As was the case with the Great War conscription only affected those old boys of Foyle College who were resident in Britain. Accordingly the vast majority of the three hundred and sixty seven who responded to the call to arms were volunteers. Thirty nine of their number were not to return. Their sacrifice was acknowledged, honoured and remembered on a memorial handed over to the school by the Old Boys' Association on Thursday 12th January 1950. The dedication service took place in the School Hall with the entire school in attendance together with many of those who had served and survived.
The service opened with the appreciative words of, "O God, our help in ages past ..." Colonel H. I Cunningham then read from Revelation VII, 11-17. and this was followed by words of commemoration by Rev W. I. Steele. The assemblage then all joined in the Lord's Prayer. This was followed by the Headmaster, W. A.C. McConnell M.A reading out the names of the fallen:-
James Logan Adair
Finlay Kerr Austin
Stanley Maurice Austin
Ernest Henry Mackenzie Barr
Tudor Beattie
Walter John Best
Robert Desmond Connell
James Gilbert Crawford
Peter Day
Andrew Woodrow Dunn
Ronald Desmond Fletcher
James Edgar Glendinning
William Harpur
William Cecil Harris
Hugh Desmond Kelly
Mark Kerr
George Newman Laslett
George Ian Wikson Lusk
William McDermott
James Nesbitt McGranahan
Thomas Stanley Clarke McKee
William Alexander McKinley
James McNeary
Robert AllisonMcPhillimy
James Lyle Douglas Mark
Kenneth Arthur Marriott
William Ernest Norman Maxwell
William Daniel Miles
Samuel Cecil Morrison
Alastair William Perry
John Alexander Ree
Maurice Cheyne Reid
William Gardner Shannon
John Alexander Smyth
James Dickson Stewart
James Watson
Hubert Weir
Robert Wilson
Robert Gilmour Young
Captain A. F. Pugsley, C.B., D.S.O., RN then proceeded to unveil the memorial. Group Captain P. D. Cracroft, A.F.C read an extract from the Funeral Oration of Pericles. These words may be of considerable antiquity and the values they honour may be old fashioned and some might say irrelevant in the twenty first century but whenever I hear them I always have that lump in my throat and have to surreptitiously, as the lyrics tell me, " wipe that tear baby dear from your eye."

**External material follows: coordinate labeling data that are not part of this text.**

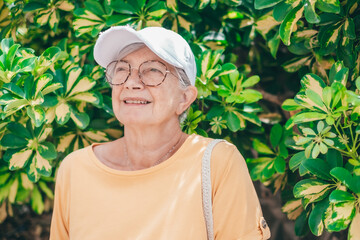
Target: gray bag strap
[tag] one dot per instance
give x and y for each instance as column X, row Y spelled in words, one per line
column 206, row 188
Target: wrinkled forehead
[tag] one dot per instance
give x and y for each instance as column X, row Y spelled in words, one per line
column 139, row 53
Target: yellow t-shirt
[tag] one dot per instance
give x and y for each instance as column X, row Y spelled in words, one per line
column 93, row 201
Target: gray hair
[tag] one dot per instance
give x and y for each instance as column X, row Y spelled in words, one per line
column 183, row 78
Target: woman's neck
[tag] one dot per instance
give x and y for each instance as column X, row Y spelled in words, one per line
column 146, row 147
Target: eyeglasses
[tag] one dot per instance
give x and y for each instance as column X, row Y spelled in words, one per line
column 151, row 73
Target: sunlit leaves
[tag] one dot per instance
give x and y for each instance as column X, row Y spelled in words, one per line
column 29, row 150
column 49, row 13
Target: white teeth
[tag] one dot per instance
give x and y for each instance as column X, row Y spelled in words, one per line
column 136, row 102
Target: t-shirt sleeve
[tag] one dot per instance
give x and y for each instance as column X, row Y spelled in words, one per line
column 59, row 229
column 236, row 209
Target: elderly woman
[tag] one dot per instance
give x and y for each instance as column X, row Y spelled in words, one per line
column 147, row 185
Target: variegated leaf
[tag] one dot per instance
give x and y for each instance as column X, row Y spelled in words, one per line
column 13, row 190
column 310, row 187
column 37, row 114
column 354, row 230
column 289, row 23
column 50, row 115
column 86, row 97
column 19, row 159
column 65, row 5
column 44, row 134
column 54, row 20
column 16, row 104
column 83, row 85
column 73, row 75
column 62, row 113
column 42, row 165
column 43, row 17
column 51, row 88
column 64, row 142
column 96, row 136
column 25, row 182
column 338, row 216
column 42, row 82
column 293, row 209
column 81, row 120
column 313, row 82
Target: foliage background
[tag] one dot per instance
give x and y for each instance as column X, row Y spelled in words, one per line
column 280, row 79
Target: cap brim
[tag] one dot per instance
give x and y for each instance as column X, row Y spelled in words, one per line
column 111, row 42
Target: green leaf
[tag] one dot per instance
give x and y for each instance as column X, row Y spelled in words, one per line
column 308, row 117
column 37, row 203
column 275, row 135
column 62, row 113
column 233, row 122
column 315, row 218
column 291, row 105
column 338, row 196
column 334, row 158
column 301, row 226
column 288, row 25
column 282, row 9
column 318, row 167
column 354, row 230
column 329, row 37
column 345, row 177
column 280, row 164
column 311, row 190
column 251, row 81
column 296, row 160
column 37, row 114
column 261, row 147
column 330, row 6
column 49, row 193
column 296, row 64
column 19, row 130
column 13, row 141
column 338, row 216
column 310, row 14
column 261, row 4
column 349, row 28
column 251, row 95
column 47, row 150
column 81, row 120
column 18, row 159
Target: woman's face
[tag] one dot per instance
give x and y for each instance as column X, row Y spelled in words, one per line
column 135, row 103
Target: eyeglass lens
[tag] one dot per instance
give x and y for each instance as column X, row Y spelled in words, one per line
column 151, row 73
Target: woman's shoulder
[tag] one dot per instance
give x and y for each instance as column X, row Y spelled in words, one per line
column 75, row 158
column 222, row 146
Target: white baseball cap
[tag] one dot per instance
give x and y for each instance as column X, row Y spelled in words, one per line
column 168, row 45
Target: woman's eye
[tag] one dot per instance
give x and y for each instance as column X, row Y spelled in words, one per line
column 121, row 69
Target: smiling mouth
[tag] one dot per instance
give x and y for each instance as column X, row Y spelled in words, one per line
column 136, row 102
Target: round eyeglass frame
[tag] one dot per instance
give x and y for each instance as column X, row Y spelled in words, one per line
column 139, row 74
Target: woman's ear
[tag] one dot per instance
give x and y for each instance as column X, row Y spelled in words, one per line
column 188, row 97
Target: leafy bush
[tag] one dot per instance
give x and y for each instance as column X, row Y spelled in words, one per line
column 251, row 56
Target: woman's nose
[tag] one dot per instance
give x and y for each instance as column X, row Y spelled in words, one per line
column 134, row 81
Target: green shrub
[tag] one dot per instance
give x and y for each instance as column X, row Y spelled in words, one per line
column 251, row 56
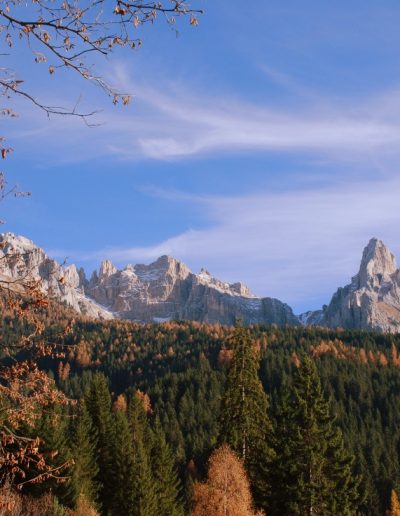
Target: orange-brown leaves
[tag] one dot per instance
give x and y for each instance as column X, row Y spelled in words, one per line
column 120, row 404
column 227, row 490
column 394, row 505
column 144, row 398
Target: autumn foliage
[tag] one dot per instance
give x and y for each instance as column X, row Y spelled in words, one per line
column 227, row 490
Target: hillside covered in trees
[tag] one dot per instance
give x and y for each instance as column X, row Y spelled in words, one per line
column 153, row 402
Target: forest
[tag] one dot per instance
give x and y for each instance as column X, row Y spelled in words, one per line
column 311, row 416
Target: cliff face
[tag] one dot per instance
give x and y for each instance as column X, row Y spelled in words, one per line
column 167, row 289
column 372, row 300
column 21, row 259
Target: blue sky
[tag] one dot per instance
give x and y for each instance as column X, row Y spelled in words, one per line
column 263, row 144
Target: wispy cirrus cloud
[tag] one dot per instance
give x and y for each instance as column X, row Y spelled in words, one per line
column 167, row 122
column 298, row 246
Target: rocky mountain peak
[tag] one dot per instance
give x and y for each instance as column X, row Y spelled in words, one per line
column 377, row 265
column 107, row 269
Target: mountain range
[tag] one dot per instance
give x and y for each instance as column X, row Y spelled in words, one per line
column 167, row 289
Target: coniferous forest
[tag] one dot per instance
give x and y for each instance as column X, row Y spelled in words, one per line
column 310, row 415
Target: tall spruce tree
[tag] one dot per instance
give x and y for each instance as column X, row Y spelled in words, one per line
column 124, row 468
column 313, row 473
column 145, row 496
column 168, row 486
column 244, row 422
column 85, row 469
column 98, row 402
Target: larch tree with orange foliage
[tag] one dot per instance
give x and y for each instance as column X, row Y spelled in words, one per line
column 394, row 505
column 227, row 489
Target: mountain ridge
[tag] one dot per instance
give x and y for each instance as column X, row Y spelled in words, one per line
column 167, row 289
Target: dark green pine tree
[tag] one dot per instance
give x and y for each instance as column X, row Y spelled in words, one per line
column 244, row 422
column 85, row 470
column 124, row 472
column 168, row 486
column 98, row 403
column 145, row 496
column 313, row 473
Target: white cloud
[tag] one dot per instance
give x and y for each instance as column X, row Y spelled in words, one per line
column 166, row 122
column 298, row 246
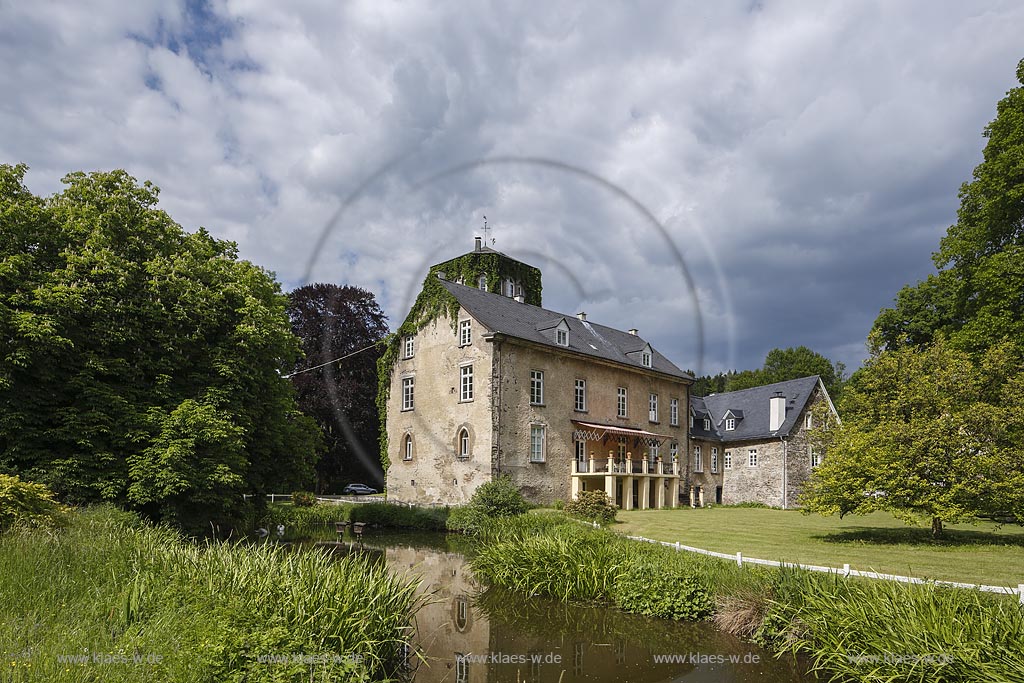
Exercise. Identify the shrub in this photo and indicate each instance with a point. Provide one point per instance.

" Let your thoughts dwell day by day on your country's true greatness and when you realise all her grandeur, remember it is a heritage won for you by dauntless men who knew their duty and did it. In the hour of trial the one thing they feared was dishonour - they failed not their Motherland but laid their gallant lives at her feet. In one great host did they give themselves to death: but each one, man by man, has won imperishable praise, each has gained a glorious grave - not the sepulchre of earth wherein they lie, but the living tomb of everlasting remembrance wherein their glory is enshrined, remembrance that will live on the lips, that will blossom in the deeds of their countrymen the world over. For the whole earth is the sepulchre of heroes, monuments may rise and tablets be set up to them in their own land, but on the far off shores there is an abiding memorial that no pen or chisel has traced, it is graven, not on stone or brass, but on the living heart of humanity. Take these men for your example. Like them, remember that prosperity can only be for the free, that freedom is the sure possession of those alone who have the courage to defend it."
The dedication of the memorial was then performed by the Dean of Derry and Rector of the Parish of Templemore, The Very Rev. L. R. Lawrenson. This was followed by the sounding of the Last Post and Reveille. That concluded Captain Thomas A. Irvine, R.A. (T.A.) handed over the memorial on behalf of the Old Boys' Association to the Deputy Chairman of the Board of Governors, J. C. Eaton J.P. The School then joined in the singing of, " For all the saints who from their labours rest ..," The service concluded with the Benediction and the singing of the National Anthem.